空白の卒業アルバム

翌日の放課後、榊原先生は結月と真帆を校長室へ連れていった。

窓の外は曇っていて、まだ雨は降っていない。
でも空気は重く、いつ降り出してもおかしくない色をしていた。

校長室の机の上には、古い出席簿と、もう一冊、分厚い台帳が置かれていた。
卒業証書授与台帳だと、榊原先生が教えてくれた。

校長は五十代くらいの、温厚そうな先生だった。
けれど今は、机の上の古い紙を見つめる目がひどく険しい。

榊原先生が、低い声で言う。

「これが、当時の三年E組の出席簿です。朝倉陽介の名前が残っています」

校長は無言でページをめくった。
朝倉陽介。
その四文字の前で、指が止まる。

次に、卒業証書授与台帳が開かれた。

三年E組の欄。
一人分だけ、証書番号の横が空白になっている。
名前を書くべき場所も、受領印の欄も、何もない。
ぽっかり抜けたまま、そこだけ時間が止まっていた。

「……欠番になっていたんですね」

真帆が、ほとんど息みたいな声で言った。

校長はゆっくり頷いた。

「学校が、呼ぶべきだった名前です」

その声は重かった。
今ここにいる誰の責任でもないはずなのに、それでも学校の長として、受け取らなければならない重さみたいだった。

結月は、机の前でぎゅっと拳を握った。

「校長先生」

自分でも驚くくらい、声はまっすぐ出た。

「お願いします。
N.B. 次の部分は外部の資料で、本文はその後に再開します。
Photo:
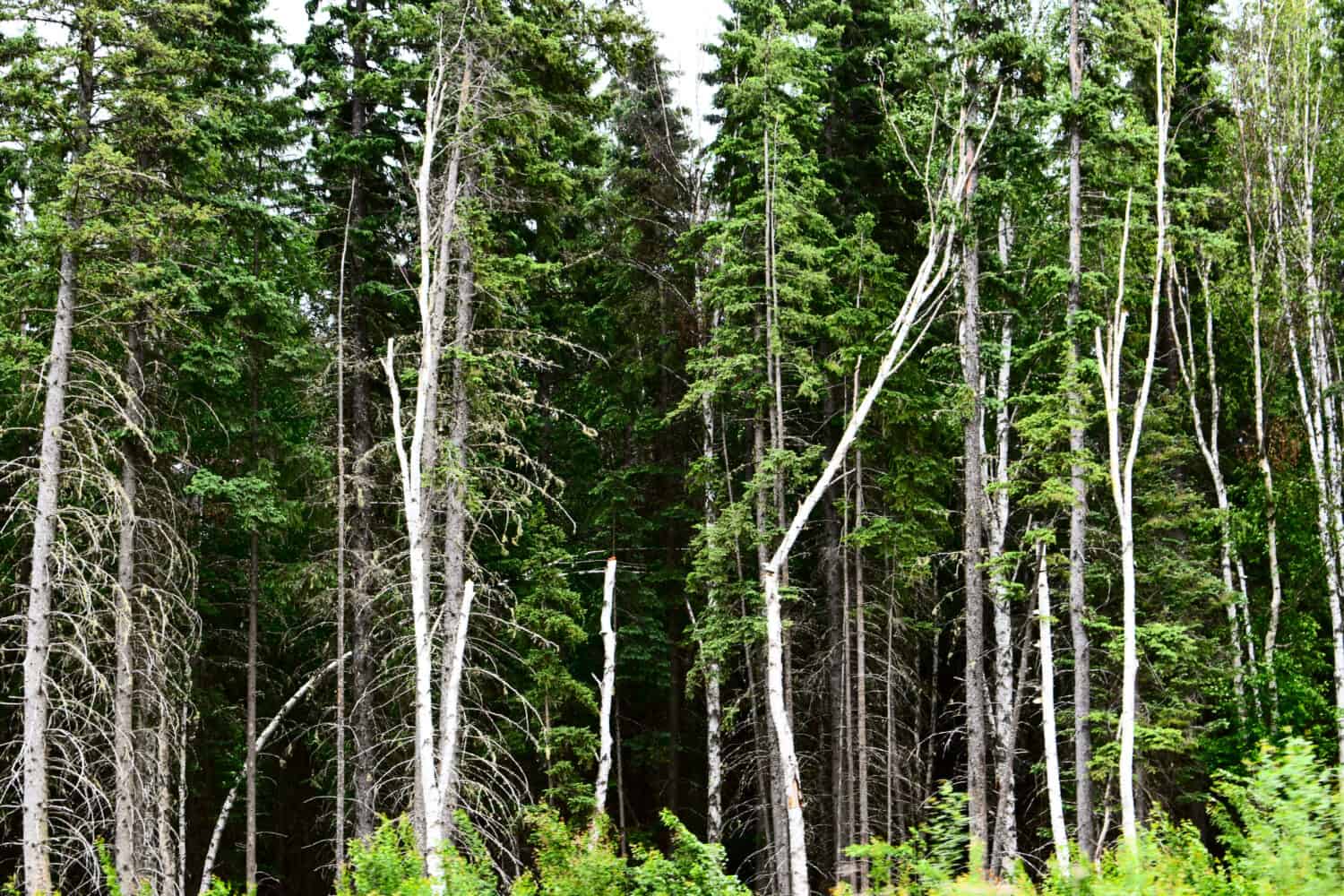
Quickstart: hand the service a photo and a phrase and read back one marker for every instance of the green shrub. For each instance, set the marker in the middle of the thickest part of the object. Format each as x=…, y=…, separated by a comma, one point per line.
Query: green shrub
x=1281, y=825
x=693, y=869
x=573, y=863
x=389, y=864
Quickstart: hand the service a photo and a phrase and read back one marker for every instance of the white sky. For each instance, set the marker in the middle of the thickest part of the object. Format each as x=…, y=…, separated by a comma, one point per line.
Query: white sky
x=685, y=26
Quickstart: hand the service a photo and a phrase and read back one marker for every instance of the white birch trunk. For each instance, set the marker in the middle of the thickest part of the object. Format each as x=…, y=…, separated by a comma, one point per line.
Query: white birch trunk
x=607, y=691
x=927, y=280
x=452, y=700
x=1185, y=363
x=1121, y=466
x=435, y=204
x=37, y=858
x=207, y=866
x=1058, y=831
x=997, y=504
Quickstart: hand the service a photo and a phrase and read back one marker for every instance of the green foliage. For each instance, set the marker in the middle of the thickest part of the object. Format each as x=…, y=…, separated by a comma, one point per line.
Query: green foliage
x=1279, y=823
x=1282, y=823
x=574, y=863
x=387, y=863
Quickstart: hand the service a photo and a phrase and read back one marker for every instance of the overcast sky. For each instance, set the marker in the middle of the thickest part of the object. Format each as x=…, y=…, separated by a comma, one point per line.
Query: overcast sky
x=685, y=24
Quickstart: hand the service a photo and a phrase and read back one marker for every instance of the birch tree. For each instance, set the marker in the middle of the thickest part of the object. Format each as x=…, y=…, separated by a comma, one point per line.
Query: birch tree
x=905, y=338
x=437, y=193
x=1123, y=452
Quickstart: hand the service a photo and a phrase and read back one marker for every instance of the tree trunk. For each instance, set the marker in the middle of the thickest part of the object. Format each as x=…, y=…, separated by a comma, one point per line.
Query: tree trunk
x=1121, y=466
x=454, y=522
x=257, y=745
x=253, y=591
x=125, y=807
x=1059, y=833
x=1005, y=729
x=362, y=446
x=972, y=528
x=607, y=689
x=860, y=675
x=37, y=850
x=1077, y=469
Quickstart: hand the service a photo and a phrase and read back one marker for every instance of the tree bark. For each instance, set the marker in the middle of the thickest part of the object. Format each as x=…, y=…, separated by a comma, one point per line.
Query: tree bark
x=972, y=530
x=253, y=591
x=1059, y=833
x=125, y=798
x=1005, y=731
x=1077, y=469
x=37, y=810
x=1121, y=466
x=257, y=745
x=607, y=689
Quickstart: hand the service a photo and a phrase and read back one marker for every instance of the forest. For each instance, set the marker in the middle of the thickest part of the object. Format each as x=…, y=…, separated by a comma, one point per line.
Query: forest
x=429, y=466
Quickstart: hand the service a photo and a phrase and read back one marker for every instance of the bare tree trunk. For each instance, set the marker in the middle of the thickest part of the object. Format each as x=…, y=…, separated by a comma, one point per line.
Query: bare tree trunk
x=1005, y=731
x=604, y=759
x=1188, y=367
x=340, y=546
x=1077, y=469
x=454, y=522
x=712, y=670
x=124, y=847
x=164, y=766
x=1271, y=513
x=776, y=796
x=1059, y=833
x=362, y=446
x=860, y=676
x=37, y=849
x=435, y=204
x=1121, y=466
x=253, y=591
x=257, y=745
x=972, y=530
x=927, y=280
x=838, y=637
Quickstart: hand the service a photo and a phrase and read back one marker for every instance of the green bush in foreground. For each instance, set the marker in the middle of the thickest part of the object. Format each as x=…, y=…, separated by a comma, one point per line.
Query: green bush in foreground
x=1281, y=823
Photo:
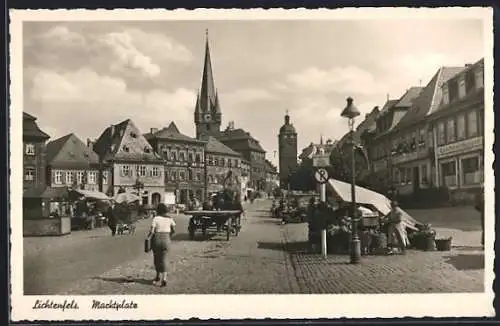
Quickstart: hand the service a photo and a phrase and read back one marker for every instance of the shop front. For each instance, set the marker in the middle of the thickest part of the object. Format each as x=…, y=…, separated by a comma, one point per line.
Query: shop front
x=461, y=164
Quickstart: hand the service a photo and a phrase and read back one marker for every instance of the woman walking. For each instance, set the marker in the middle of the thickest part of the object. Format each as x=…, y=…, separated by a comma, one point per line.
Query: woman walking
x=162, y=227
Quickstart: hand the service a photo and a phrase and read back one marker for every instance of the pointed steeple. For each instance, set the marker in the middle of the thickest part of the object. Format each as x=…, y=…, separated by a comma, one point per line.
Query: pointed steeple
x=207, y=93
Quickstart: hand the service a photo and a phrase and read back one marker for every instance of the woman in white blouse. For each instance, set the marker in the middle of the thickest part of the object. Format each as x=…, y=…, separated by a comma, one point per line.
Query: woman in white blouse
x=162, y=227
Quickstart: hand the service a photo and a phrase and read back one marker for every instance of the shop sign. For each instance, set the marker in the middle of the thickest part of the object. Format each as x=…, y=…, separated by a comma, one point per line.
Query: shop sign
x=460, y=147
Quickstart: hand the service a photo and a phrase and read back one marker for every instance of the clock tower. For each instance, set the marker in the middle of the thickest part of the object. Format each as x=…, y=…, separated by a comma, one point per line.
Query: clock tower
x=287, y=139
x=207, y=115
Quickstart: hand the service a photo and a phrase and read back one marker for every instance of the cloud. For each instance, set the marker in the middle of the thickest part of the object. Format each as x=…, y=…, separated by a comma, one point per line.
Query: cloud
x=86, y=101
x=131, y=53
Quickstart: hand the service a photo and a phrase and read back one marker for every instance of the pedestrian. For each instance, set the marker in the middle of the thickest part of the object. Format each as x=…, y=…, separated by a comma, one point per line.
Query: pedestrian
x=396, y=230
x=162, y=228
x=480, y=208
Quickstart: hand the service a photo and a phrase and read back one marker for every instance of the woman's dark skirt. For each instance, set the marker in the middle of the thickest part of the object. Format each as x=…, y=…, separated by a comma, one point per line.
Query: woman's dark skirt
x=160, y=247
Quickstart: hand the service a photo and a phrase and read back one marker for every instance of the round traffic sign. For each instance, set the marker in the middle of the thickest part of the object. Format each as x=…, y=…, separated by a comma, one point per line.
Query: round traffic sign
x=321, y=175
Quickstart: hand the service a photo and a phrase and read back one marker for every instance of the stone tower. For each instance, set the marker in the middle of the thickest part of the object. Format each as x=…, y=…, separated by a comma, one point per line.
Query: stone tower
x=207, y=114
x=287, y=139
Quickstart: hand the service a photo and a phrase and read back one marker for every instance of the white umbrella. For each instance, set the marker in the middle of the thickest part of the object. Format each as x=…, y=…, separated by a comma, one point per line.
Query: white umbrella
x=125, y=198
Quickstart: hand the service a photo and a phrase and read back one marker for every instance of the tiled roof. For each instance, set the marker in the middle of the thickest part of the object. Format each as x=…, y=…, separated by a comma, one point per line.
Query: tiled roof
x=428, y=99
x=70, y=149
x=31, y=129
x=125, y=142
x=229, y=135
x=215, y=146
x=172, y=133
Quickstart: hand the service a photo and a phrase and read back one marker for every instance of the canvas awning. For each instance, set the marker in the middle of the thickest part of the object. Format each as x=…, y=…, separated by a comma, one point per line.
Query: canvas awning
x=92, y=194
x=368, y=197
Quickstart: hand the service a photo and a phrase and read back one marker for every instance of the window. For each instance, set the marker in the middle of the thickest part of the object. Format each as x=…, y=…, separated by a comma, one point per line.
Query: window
x=470, y=81
x=92, y=177
x=472, y=124
x=141, y=170
x=29, y=174
x=125, y=171
x=58, y=177
x=105, y=175
x=453, y=90
x=448, y=172
x=440, y=133
x=460, y=127
x=450, y=131
x=479, y=78
x=461, y=88
x=30, y=149
x=69, y=178
x=80, y=177
x=423, y=174
x=471, y=172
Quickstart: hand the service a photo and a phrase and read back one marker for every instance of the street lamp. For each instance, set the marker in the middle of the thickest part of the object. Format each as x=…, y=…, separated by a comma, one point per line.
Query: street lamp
x=351, y=112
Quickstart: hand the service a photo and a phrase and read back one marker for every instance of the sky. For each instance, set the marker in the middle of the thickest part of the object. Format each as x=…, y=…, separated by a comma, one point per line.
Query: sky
x=82, y=76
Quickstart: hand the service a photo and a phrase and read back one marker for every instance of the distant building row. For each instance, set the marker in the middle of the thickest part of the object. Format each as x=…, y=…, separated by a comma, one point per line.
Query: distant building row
x=432, y=136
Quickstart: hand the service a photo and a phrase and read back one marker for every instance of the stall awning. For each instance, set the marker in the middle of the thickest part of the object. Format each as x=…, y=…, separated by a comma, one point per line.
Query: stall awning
x=92, y=194
x=368, y=197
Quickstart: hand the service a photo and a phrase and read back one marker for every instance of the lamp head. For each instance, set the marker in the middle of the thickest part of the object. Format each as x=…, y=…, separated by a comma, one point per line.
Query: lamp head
x=350, y=111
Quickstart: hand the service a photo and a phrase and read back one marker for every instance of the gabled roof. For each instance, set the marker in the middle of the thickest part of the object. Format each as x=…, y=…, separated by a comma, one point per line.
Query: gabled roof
x=171, y=133
x=229, y=135
x=70, y=149
x=125, y=142
x=428, y=99
x=31, y=129
x=216, y=147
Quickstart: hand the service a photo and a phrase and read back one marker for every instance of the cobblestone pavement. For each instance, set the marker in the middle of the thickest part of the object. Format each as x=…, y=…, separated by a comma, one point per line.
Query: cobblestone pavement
x=269, y=258
x=251, y=263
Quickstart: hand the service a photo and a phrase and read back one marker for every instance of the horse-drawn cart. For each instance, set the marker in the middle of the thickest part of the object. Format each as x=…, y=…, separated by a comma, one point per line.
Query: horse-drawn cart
x=226, y=221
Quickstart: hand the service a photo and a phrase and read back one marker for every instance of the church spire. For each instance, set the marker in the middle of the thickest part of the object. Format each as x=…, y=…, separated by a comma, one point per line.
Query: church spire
x=207, y=92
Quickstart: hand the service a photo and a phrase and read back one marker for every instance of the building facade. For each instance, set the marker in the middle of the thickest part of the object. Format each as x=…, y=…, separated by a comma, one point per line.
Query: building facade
x=133, y=164
x=458, y=131
x=287, y=148
x=208, y=117
x=184, y=159
x=34, y=160
x=410, y=141
x=71, y=163
x=223, y=166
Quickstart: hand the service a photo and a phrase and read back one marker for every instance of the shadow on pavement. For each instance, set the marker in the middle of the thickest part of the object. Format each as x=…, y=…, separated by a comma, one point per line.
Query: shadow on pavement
x=291, y=247
x=124, y=279
x=466, y=261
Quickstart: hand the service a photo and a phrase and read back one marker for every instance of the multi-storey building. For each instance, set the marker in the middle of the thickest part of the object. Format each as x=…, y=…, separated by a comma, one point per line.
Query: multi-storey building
x=133, y=164
x=208, y=117
x=34, y=139
x=71, y=163
x=458, y=131
x=378, y=141
x=184, y=162
x=223, y=165
x=411, y=139
x=287, y=148
x=34, y=160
先輩の名前を、呼んでください」

校長は結月を見た。
包帯の残る手。青白い顔。けれど逸らさない目。
その全部を見てから、静かに息を吐く。

「……卒業式の最後に、正式に読み上げます」

結月の心臓が、強く鳴った。

「ただし、証書は新しく作り直さなければならない。学校印も、記録も、全部整える必要がある」

「私たち、手伝います」

真帆がすぐに言った。

校長は小さく頷いた。

その日の夕方、校長室の長机に白い証書用紙が広げられた。
校長が筆を取り、ゆっくりと名前を書く。

朝倉陽介

黒いインクが紙に染みていく。
そのたびに、結月の胸の奥で、何かが少しずつ形を取り戻していく気がした。

いなかったことにされた名前が、今、学校の紙の上に戻ってくる。

榊原先生が、そっと朱い校印を押す。
乾いた音が、小さく響いた。

その瞬間、窓の外で、ぽつりと雨が落ちた。

真帆が思わず窓を見る。
結月もつられて顔を上げる。

空は灰色のままで、雨はまだ小さい。
けれど、たしかに降り始めていた。

まるで、間に合ったと教えるみたいに。